Bolsonaro tirou do seu caminho os líderes que tentavam preservar as Forças Armadas como instituição de Estado e as atraiu para seu domínio pessoal. Abrigo onde já estavam as polícias militares, a Polícia Federal, a Polícia Rodoviária, as milícias, as agências de inteligência, todos os estamentos de vigilância e segurança, os produtores e vendedores de armas e munições. Uma associação que lidera como poderoso chefão de um sindicato armado, cujo logotipo é a sugestiva mão com os dedos polegar e indicador esticados em ângulo reto e três dedos dobrados.
O Exército, que se sobressai entre as Forças, perdeu substância profissional e ideológica. Suas lideranças se enfraqueceram, não mais tiveram o êxito anterior em missões civis de desafiante complexidade. Como se viu na ocupação do Ministério da Saúde, onde produziu um desastre.
O Alto Comando se deixou vulnerável ao assédio histórico de Bolsonaro às patentes subalternas e forças auxiliares. O comando se exerce por meio de instrumentos típicos da mobilização trabalhista: salários, ampliação das prerrogativas, equalização das vantagens, proteção em reformas das carreiras, ampliação dos postos de trabalho.
Não há nada mais no horizonte, menos ainda governo. A meta a alcançar é uma ditadura. Abertamente admitida pelos filhos do presidente. Tal projeto político pessoal e subversivo tem o fim imediato de interromper a alternância de poder caso Bolsonaro perca a disputa de 2022. Já está preparando, em público, a acusação de fraude futura, ao modelo Trump, para anular as eleições. Ao mesmo tempo que, numa espécie de plano B, turbina o Bolsa Família para reconquistar a popularidade perdida e ter um desempenho que lhe sirva de pretexto.

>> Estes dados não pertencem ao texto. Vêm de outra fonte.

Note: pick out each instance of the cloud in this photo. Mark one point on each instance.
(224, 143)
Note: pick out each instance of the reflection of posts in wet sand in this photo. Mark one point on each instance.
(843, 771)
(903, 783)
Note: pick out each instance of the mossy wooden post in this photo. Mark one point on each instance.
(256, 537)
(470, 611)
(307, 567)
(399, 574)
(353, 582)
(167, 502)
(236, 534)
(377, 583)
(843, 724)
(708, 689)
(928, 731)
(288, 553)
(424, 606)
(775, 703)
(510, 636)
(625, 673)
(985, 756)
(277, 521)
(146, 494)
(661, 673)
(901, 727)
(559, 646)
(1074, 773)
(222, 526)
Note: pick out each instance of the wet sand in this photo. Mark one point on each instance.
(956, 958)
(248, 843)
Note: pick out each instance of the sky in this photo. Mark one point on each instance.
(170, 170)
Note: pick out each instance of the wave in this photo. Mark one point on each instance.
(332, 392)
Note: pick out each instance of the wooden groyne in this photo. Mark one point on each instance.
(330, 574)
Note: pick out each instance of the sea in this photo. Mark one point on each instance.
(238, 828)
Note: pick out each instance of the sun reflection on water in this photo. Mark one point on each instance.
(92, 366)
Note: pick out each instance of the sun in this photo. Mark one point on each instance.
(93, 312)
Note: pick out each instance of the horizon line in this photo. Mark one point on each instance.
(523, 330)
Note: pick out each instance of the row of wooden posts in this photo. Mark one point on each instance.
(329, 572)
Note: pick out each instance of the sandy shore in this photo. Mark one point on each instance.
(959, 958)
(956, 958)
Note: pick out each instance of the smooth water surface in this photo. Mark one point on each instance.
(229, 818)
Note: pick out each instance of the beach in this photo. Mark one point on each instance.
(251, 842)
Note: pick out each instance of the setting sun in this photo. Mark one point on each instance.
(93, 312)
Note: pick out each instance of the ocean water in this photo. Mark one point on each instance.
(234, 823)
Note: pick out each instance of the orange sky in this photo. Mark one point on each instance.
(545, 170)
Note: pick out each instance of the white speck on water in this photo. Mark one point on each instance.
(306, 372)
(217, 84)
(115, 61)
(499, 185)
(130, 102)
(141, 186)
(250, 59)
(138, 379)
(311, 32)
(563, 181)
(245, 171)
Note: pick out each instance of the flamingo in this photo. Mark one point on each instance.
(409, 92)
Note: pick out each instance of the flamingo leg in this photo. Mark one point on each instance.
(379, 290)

Na sequência, o roteiro inclui desmoralizar instituições, já tendo obtido a capitulação das que poderiam interromper sua marcha. Bolsonaro reduziu a Câmara dos Deputados a um balcão, onde compra as mudanças de legislação de que precisa para enquadrar a realidade à sua fantasia. Maneja sem esforço a Procuradoria-Geral da República. Fidelizou setores produtivos, como o ruralista. Com método, vai ocupando plenários decisivos. Amarra estatais e bancos públicos. Bolsonaro consome seu mandato em atitude possessiva e onipotente.
Na sequência cadenciada de demolições, ele aumenta agora o cerco ao Supremo Tribunal Federal. Recorre à velha teimosia acusatória: o STF o impede de gerir a pandemia como quer, com seu renitente negacionismo que colocou o Brasil no triste pódio dos campeões de mortes. Na verdade, o STF o incomoda por outras razões, não confessadas. Como vetar nomeações impróprias. Ou não se intimidar na instalação de inquéritos para investigar atos golpistas que tornaram réus seus filhos, auxiliares próximos e deputados do grupo.
Bolsonaro quer arquivar todas as investigações, sem julgamento. A resposta do Supremo Tribunal Federal a este desejo indicará seu grau de resistência.
O presidente insiste, ainda, em tirar dos Estados e municípios a gestão compartilhada da pandemia, para ser ele a única instância de decisões sobre abertura irrestrita do comércio. Alega o artigo 5.º, pelo direito de ir e vir, mas sonega o principal preceito do dispositivo, que o Supremo deverá invocar: o direito à vida.